Sooo…I try to keep it light on Mondays so we can get through these long weeks, but one of our recent posts demands an immediate follow-up.  Remember how I was discussing the grim fate of ‘Gros Michel’ (‘Fat Michel’) the strain of bananas which were wiped out by Panama disease in the 50s?  Well, Panama disease has mutated and returned.  It’s baaaack…and this time it destroying the once immune ‘Cavendish’ plants which make up almost every banana in Europe, Africa, and the New World Photos are becoming more and more common of dying banana plants and desperate farmers burning their groves.  ‘Cavendish’ plants are clones and if one is susceptible, they all are. I really like bananas (when they are ripe) and the idea of doing without the radioactive potassium-rich fruit makes me sad. What are we going to do?

We have the technology?

We have the technology?

I guess a good market solution would be to make a transgenic banana that was resistant to the Panama disease, patent the critical gene fragment, and then sell sterile clones of the frankenfruit.  Since I like science and bananas (though not necessarily giant agribusinesses) so this is an acceptable solution to keep the yellow fruit on the table.

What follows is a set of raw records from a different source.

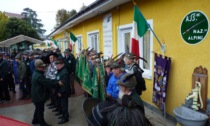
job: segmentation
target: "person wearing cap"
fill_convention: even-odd
[[[124,58],[124,62],[128,65],[128,69],[126,69],[127,73],[134,74],[136,77],[137,85],[136,92],[141,95],[142,91],[146,90],[145,80],[142,77],[142,73],[144,72],[137,63],[134,62],[136,56],[133,53],[127,53]]]
[[[126,72],[124,70],[124,63],[114,62],[111,65],[112,74],[106,87],[107,97],[110,100],[116,100],[118,98],[119,86],[116,85],[117,80],[119,80]]]
[[[31,69],[30,69],[30,62],[31,62],[31,59],[29,58],[29,54],[27,51],[24,51],[23,54],[23,62],[26,66],[26,79],[25,79],[25,82],[26,82],[26,89],[27,91],[29,92],[29,95],[31,94]]]
[[[105,61],[105,83],[108,86],[109,78],[113,74],[111,69],[112,60]]]
[[[45,76],[46,78],[49,78],[49,79],[56,79],[57,68],[55,65],[55,61],[57,59],[57,54],[55,52],[50,52],[47,58],[49,58],[50,64],[47,66],[47,69],[45,71]],[[54,92],[55,92],[55,88],[52,88],[51,93],[50,93],[51,103],[47,104],[47,106],[49,106],[49,109],[53,109],[56,106]]]
[[[8,83],[9,85],[9,90],[12,91],[13,93],[16,93],[15,91],[15,83],[14,83],[14,79],[12,77],[12,62],[9,59],[10,55],[9,53],[5,53],[4,54],[4,60],[7,62],[7,66],[8,66],[8,75],[6,77],[6,83]]]
[[[56,68],[58,70],[56,79],[57,81],[61,81],[63,83],[62,87],[59,87],[57,96],[58,96],[58,110],[59,112],[56,114],[61,115],[59,118],[61,119],[58,124],[63,124],[69,121],[69,113],[68,113],[68,97],[71,94],[71,87],[69,85],[70,78],[69,72],[64,66],[64,58],[58,57],[56,62]]]
[[[5,60],[3,60],[3,54],[0,53],[0,101],[6,102],[10,101],[8,83],[6,81],[8,75],[8,65]]]
[[[136,90],[135,90],[135,87],[137,85],[135,75],[126,73],[125,75],[123,75],[123,77],[120,80],[116,82],[116,84],[119,85],[120,87],[119,99],[122,100],[122,104],[123,105],[128,104],[128,101],[126,101],[126,98],[125,98],[128,96],[134,101],[135,105],[138,106],[138,108],[142,110],[142,112],[144,113],[143,101],[141,97],[139,97],[139,95],[136,93]]]
[[[34,73],[34,70],[35,70],[35,61],[37,59],[40,59],[38,51],[34,50],[32,54],[33,54],[34,59],[31,60],[31,62],[30,62],[31,75]]]
[[[108,125],[152,126],[144,114],[144,104],[136,93],[134,74],[126,73],[116,82],[120,87],[117,107],[107,114]]]
[[[31,98],[35,105],[32,124],[40,124],[40,126],[50,126],[44,120],[44,104],[50,95],[50,88],[62,86],[62,82],[47,79],[44,75],[46,64],[41,59],[37,59],[34,63],[35,70],[32,75]]]
[[[65,66],[70,74],[70,86],[71,86],[71,94],[75,94],[75,89],[74,89],[74,74],[75,74],[75,69],[76,69],[76,60],[74,55],[71,53],[70,49],[66,49],[64,51],[64,63]]]
[[[21,61],[21,55],[17,54],[15,56],[15,61],[17,62],[17,73],[18,73],[18,79],[20,82],[20,89],[22,91],[22,96],[19,98],[19,100],[23,100],[28,98],[28,91],[26,89],[26,85],[25,85],[25,79],[26,79],[26,65]]]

Industrial banana washing in Costa Rica

Industrial banana washing in Costa Rica

An alternate idea, however strikes me as far better.  We should send out teams of banana farmers and taste-testers to South East Asia (the first home of the banana) to collect purple, white, red, and gray bananas.  Different folks can start growing all sorts of new bananas around the world.  Undoubtedly some of them are more delicious than ‘Gros Michel” and I bet they are all more resistant to the blight.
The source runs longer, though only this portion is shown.